Underfloor heating planning

Discussion in 'Plumbers' Talk' started by rmjo, Jul 11, 2019.

  1. rmjo

    rmjo New Member

    Hi all,

    I want to install underfloor heating in a fairly large room, using 3 loops. With the current pipe layout in the house (1870's), it would be most convenient to come off the pipes towards the end of the circuit. I plan to install Drayton Wiser TRVs on each radiator (reason for choosing Wiser, they were on sale so I went for it - so I do plan to use these, not another brand).

    I've not dealt with UFH heating before, so my question is, how do I control the temperature of the UFH area? All three loops are within one large room, so separate control over each loop is not needed.

    If I have to, I could run new pipes back to the boiler for the UFH heating, but I'd prefer not to. If it makes any difference, I can also move the pipes for the final radiator, but again, I don't know if that makes any difference. I've been reading about zone valves, but not sure where I'd locate them in this plan.

    I appreciate any help, I want to learn. I'm a competent DIYer, so the work doesn't phase me, as long as I can do it correctly.

    Thanks Central-Heating.png
     
  2. Dave Marques

    Dave Marques Member

    UFH should be on a separate zone.
     
  3. sospan

    sospan Screwfix Select

    Is that a single room you are putting UFH in ? with rads in a hallway / upstairs ?
     
  4. rmjo

    rmjo New Member

    Yes, it's a large 50sqm room, the rads are in 2 further downstairs rooms (utility and WC) and upstairs.

    Excuse my ignorance, but does putting the UFH on a separate zone mean running new pipes back before the first rad tees off?
     
  5. sospan

    sospan Screwfix Select

    Typically you would have a zone of one or two rooms so you can control the temperature.

    I am not an expert by any means but the layout i have seen for larger rooms have the pipe flows almost concetric so you don't get the cold zones there the returns are. So for your room may need the each feed line concentric as well

    upload_2019-7-12_11-22-28.png
     
    The Teach likes this.
  6. andyscotland

    andyscotland Active Member

    Yes, ideally you'd need to tap off the boiler with a 3 port motorised valve before the radiators - UFH operates at lower temp than radiators and for longer/different cycles so you need to be able to have the boiler feeding just rads / just UFH / both.

    I suppose you might get away with it if all the rads have TRV's and you then put a TRV / thermostat controlled valve at the UFH manifold but it won't be as efficient and will be harder to balance.
     
  7. You will need a 2 port valve for the radiator circuit and a 2 port valve next to the manifold/pump blending valve you will not need actuators as it is the one zone.

    You will have a wiring centre here also where everything can be connected and the floor controlled by a suitable room stat/programmable stat for underfloor heating.
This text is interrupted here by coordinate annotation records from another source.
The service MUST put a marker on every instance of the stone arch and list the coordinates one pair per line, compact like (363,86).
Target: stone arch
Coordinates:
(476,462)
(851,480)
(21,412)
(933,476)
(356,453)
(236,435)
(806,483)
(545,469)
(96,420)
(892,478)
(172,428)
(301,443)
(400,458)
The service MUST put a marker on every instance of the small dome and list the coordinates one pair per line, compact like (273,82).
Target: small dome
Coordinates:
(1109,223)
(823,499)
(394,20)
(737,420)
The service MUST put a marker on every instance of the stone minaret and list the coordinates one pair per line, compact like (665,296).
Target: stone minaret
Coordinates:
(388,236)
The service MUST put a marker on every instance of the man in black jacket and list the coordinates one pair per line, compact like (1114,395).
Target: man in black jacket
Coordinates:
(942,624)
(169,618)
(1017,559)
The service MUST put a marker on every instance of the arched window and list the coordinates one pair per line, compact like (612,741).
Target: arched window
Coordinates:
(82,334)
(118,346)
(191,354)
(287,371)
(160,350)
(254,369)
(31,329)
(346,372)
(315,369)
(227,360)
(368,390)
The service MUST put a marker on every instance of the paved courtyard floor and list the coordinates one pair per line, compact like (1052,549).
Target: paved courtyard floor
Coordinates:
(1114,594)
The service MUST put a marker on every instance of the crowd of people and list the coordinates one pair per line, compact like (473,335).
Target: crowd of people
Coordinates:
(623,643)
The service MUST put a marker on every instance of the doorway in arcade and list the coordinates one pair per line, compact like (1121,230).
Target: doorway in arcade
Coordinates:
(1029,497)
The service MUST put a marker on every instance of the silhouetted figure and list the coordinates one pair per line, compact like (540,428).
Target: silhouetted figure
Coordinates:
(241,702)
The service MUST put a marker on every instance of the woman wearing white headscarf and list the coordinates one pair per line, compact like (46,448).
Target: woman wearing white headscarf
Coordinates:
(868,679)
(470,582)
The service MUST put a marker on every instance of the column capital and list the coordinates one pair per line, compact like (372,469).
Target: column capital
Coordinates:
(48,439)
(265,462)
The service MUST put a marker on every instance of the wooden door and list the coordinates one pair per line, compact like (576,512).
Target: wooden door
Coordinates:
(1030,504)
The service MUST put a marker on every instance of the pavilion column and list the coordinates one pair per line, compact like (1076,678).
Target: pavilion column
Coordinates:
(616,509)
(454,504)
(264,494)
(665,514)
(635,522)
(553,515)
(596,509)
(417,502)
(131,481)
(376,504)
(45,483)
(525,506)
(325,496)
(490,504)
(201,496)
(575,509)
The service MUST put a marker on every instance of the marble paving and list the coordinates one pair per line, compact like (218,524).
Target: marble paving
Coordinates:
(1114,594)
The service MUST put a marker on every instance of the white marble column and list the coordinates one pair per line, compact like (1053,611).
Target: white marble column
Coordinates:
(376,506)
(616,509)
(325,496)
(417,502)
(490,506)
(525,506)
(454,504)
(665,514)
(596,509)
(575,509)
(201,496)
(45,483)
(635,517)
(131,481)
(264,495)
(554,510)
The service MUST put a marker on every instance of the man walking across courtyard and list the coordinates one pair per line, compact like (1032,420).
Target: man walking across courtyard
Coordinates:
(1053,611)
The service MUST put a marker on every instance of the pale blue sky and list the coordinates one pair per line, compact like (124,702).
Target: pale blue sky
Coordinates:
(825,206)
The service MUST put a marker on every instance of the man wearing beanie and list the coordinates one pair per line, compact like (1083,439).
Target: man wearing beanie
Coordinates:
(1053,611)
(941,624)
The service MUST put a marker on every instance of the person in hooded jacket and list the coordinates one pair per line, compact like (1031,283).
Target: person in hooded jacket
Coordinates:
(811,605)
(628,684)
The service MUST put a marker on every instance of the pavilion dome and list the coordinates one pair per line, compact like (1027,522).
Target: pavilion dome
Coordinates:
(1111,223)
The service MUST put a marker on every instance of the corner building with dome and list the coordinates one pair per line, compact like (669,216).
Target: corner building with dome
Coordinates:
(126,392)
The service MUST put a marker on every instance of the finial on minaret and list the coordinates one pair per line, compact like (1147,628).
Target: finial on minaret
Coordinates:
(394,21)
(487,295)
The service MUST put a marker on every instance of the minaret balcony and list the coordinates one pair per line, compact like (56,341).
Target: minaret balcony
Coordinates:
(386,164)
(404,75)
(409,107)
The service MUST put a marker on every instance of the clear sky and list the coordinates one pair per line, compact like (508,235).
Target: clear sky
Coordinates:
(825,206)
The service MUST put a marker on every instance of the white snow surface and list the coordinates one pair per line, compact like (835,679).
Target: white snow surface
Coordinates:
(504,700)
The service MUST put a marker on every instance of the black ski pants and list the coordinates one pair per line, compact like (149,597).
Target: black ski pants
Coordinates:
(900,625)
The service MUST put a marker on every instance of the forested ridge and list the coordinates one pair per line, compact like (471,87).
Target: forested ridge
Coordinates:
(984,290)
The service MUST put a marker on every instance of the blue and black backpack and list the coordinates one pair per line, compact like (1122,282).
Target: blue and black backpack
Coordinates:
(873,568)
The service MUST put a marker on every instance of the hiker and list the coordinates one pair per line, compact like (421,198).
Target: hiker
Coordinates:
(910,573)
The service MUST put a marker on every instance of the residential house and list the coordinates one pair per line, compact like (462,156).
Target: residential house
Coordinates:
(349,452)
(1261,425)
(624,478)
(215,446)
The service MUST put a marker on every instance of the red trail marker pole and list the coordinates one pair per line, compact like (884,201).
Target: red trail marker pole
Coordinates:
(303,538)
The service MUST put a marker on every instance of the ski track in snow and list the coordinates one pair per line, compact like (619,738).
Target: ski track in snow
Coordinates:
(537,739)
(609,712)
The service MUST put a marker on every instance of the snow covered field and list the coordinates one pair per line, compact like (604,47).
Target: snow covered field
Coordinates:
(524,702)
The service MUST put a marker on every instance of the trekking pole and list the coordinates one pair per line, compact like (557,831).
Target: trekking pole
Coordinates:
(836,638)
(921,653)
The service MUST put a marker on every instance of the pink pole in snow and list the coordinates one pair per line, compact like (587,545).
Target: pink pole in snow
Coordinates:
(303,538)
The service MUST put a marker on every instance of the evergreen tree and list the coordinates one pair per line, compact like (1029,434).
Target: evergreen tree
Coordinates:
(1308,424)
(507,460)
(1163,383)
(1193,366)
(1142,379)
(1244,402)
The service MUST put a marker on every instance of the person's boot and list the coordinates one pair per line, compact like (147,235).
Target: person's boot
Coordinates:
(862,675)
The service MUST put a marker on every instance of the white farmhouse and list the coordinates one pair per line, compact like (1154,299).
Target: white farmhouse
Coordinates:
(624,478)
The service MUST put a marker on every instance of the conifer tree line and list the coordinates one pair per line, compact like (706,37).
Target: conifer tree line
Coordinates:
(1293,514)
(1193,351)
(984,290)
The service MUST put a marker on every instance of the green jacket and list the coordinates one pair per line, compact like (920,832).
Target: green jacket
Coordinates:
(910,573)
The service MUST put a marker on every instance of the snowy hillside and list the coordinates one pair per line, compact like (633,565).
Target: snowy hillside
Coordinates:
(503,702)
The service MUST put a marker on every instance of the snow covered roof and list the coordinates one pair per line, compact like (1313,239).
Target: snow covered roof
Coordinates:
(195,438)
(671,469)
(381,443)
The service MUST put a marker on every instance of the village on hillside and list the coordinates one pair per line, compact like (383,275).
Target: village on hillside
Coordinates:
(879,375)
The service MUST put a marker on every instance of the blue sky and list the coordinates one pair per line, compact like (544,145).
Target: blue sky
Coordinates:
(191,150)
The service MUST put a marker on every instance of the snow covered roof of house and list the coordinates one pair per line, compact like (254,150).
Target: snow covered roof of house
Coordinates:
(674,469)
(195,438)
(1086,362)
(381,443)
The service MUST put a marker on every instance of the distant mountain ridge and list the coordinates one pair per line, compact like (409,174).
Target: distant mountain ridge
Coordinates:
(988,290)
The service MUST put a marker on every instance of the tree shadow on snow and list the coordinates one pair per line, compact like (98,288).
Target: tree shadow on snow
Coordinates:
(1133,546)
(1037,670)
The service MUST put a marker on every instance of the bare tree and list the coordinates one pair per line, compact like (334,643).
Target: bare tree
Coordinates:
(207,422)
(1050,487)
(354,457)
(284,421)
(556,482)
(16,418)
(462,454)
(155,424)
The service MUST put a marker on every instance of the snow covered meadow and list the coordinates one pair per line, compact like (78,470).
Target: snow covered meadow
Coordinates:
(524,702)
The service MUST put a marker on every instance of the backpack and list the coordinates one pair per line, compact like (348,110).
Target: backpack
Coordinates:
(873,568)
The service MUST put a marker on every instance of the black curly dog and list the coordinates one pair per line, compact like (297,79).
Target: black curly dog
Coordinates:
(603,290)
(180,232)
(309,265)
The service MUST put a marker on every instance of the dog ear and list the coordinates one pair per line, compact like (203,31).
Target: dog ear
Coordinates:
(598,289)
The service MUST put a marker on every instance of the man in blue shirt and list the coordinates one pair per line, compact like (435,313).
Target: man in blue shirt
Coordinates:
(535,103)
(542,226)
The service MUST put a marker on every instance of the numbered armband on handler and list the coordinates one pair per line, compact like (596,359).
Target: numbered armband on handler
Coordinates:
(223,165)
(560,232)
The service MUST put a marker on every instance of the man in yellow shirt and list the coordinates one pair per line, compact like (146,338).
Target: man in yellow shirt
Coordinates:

    The diagram you have posted would not work as you would need a 2 port valve to all your radiator drops.
     
  8. rmjo

    rmjo New Member

    Thank you all for the replies.

    Can anyone explain why it wouldn't work to have just a single zone valve where the UFH tees off as in the attached image. If all the radiators are controlled by smart TRV's, do they need to be separated by their own zone valve? I understand they would if they were standard TRVs, or even if just one was a standard TRV, but if all are smart, why do they need separate zoning?